Filip Szczepankiewicz, Carl-Fredrik Westin, and Markus Nilsson. 1/2021. “Gradient Waveform Design for Tensor-valued Encoding in Diffusion MRI.” J Neurosci Methods, 348, Pp. 109007.Abstract
Diffusion encoding along multiple spatial directions per signal acquisition can be described in terms of a b-tensor. The benefit of tensor-valued diffusion encoding is that it unlocks the 'shape of the b-tensor' as a new encoding dimension. By modulating the b-tensor shape, we can control the sensitivity to microscopic diffusion anisotropy which can be used as a contrast mechanism; a feature that is inaccessible by conventional diffusion encoding. Since imaging methods based on tensor-valued diffusion encoding are finding an increasing number of applications we are prompted to highlight the challenge of designing the optimal gradient waveforms for any given application.

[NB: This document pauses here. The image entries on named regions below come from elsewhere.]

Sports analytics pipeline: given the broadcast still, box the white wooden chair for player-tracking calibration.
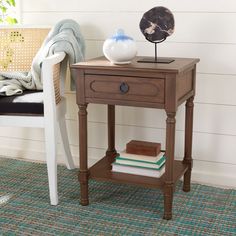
[0,28,74,205]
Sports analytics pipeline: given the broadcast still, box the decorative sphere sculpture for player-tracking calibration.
[139,7,175,43]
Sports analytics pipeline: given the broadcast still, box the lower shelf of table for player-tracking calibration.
[89,157,188,188]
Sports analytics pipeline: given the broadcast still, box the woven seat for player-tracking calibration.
[0,28,74,205]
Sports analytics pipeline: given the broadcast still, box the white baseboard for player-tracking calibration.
[1,147,236,189]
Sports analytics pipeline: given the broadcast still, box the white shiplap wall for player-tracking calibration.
[0,0,236,187]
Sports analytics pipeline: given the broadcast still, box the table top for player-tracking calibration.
[71,56,200,74]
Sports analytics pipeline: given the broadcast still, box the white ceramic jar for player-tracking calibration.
[103,29,137,64]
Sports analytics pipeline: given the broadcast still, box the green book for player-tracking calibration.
[116,151,165,164]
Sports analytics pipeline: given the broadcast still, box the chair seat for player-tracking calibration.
[0,90,44,115]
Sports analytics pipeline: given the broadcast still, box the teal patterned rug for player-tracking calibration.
[0,158,236,235]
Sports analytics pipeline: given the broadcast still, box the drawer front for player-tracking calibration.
[85,75,165,103]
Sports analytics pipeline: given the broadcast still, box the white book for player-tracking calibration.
[112,163,165,178]
[117,151,165,163]
[115,156,166,169]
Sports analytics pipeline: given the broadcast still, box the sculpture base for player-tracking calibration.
[137,57,174,64]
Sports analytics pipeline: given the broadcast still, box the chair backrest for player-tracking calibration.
[0,27,61,104]
[0,28,49,71]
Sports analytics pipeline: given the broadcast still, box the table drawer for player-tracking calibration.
[85,75,165,103]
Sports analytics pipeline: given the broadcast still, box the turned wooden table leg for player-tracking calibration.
[106,105,116,161]
[163,112,176,220]
[183,97,194,192]
[79,105,89,206]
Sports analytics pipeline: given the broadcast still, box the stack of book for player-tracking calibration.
[112,140,166,177]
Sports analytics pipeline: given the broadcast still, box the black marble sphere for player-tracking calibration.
[139,7,175,43]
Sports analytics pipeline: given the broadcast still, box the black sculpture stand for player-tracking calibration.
[138,38,174,64]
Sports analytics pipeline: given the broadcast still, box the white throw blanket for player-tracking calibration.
[0,19,85,96]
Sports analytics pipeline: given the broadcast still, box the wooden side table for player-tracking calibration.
[72,57,199,220]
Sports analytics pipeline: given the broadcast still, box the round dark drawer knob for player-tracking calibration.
[120,82,129,93]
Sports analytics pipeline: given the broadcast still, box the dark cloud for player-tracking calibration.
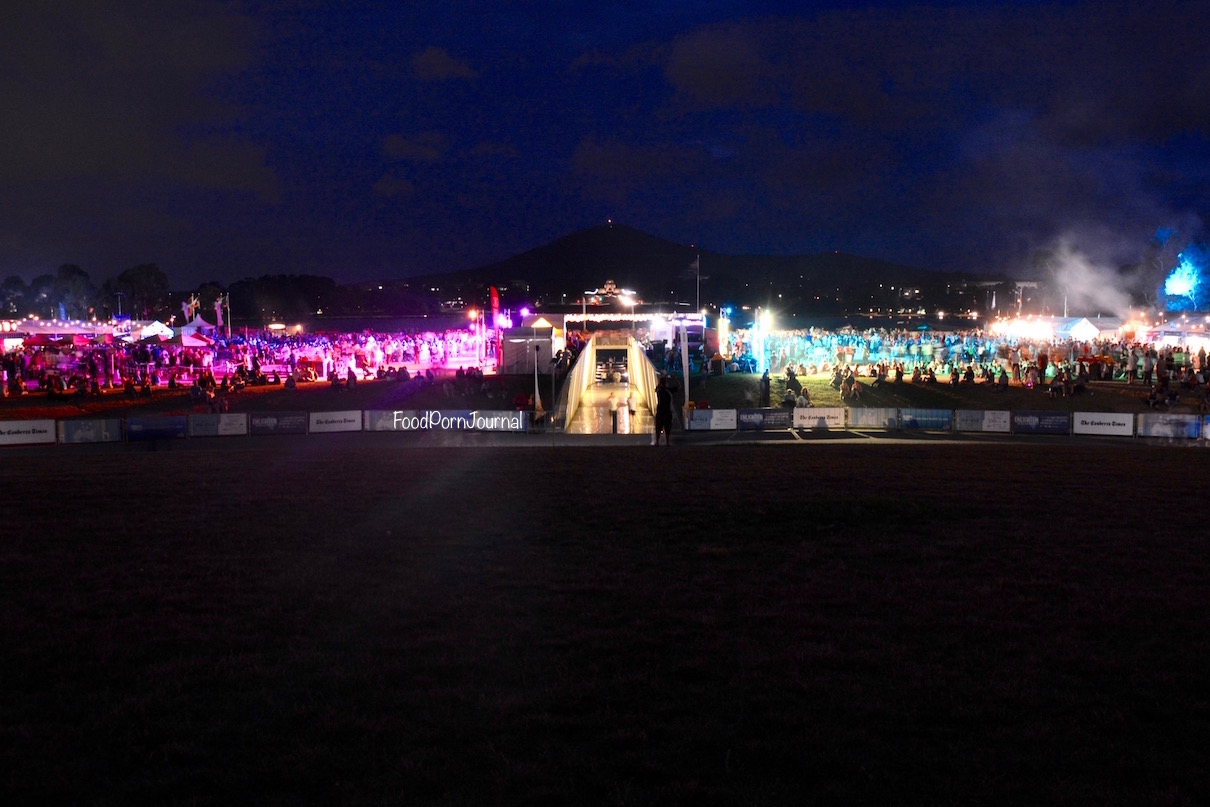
[382,132,445,162]
[0,0,1210,290]
[411,45,476,81]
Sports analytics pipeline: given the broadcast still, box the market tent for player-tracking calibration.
[173,333,214,347]
[180,317,215,336]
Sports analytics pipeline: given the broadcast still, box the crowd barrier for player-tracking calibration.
[0,407,1210,446]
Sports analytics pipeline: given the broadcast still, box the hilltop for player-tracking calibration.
[411,224,973,311]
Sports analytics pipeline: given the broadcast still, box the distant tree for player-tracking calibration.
[54,264,97,319]
[230,275,336,323]
[104,264,174,319]
[0,275,29,318]
[27,275,59,319]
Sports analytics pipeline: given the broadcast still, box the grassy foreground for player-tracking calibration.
[0,445,1210,805]
[0,373,1202,421]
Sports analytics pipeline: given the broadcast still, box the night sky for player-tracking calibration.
[0,0,1210,288]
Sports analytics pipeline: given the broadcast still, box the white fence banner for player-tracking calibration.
[0,420,57,445]
[848,407,899,428]
[953,409,1013,434]
[59,417,122,443]
[1071,411,1134,437]
[688,409,737,432]
[307,409,362,433]
[1137,411,1202,440]
[794,407,845,430]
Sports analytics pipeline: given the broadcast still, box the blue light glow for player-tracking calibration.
[1160,244,1208,311]
[1164,259,1202,296]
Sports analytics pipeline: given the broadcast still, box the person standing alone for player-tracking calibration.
[651,375,673,445]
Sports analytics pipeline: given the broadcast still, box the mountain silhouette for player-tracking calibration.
[417,223,967,307]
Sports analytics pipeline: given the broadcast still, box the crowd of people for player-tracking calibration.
[0,329,495,399]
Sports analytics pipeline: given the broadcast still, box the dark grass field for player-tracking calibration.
[0,445,1210,805]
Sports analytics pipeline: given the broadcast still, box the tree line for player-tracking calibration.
[0,264,452,324]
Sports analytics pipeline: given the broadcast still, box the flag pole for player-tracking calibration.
[693,253,702,311]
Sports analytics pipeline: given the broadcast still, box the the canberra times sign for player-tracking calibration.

In this review, we first establish the basic design objectives in creating field gradient waveforms for tensor-valued diffusion MRI. We also survey additional design considerations related to limitations imposed by hardware and physiology, potential confounding effects that cannot be captured by the b-tensor, and artifacts related to the diffusion encoding waveform. Throughout, we discuss the expected compromises and tradeoffs with an aim to establish a more complete understanding of gradient waveform design and its impact on accurate measurements and interpretations of data.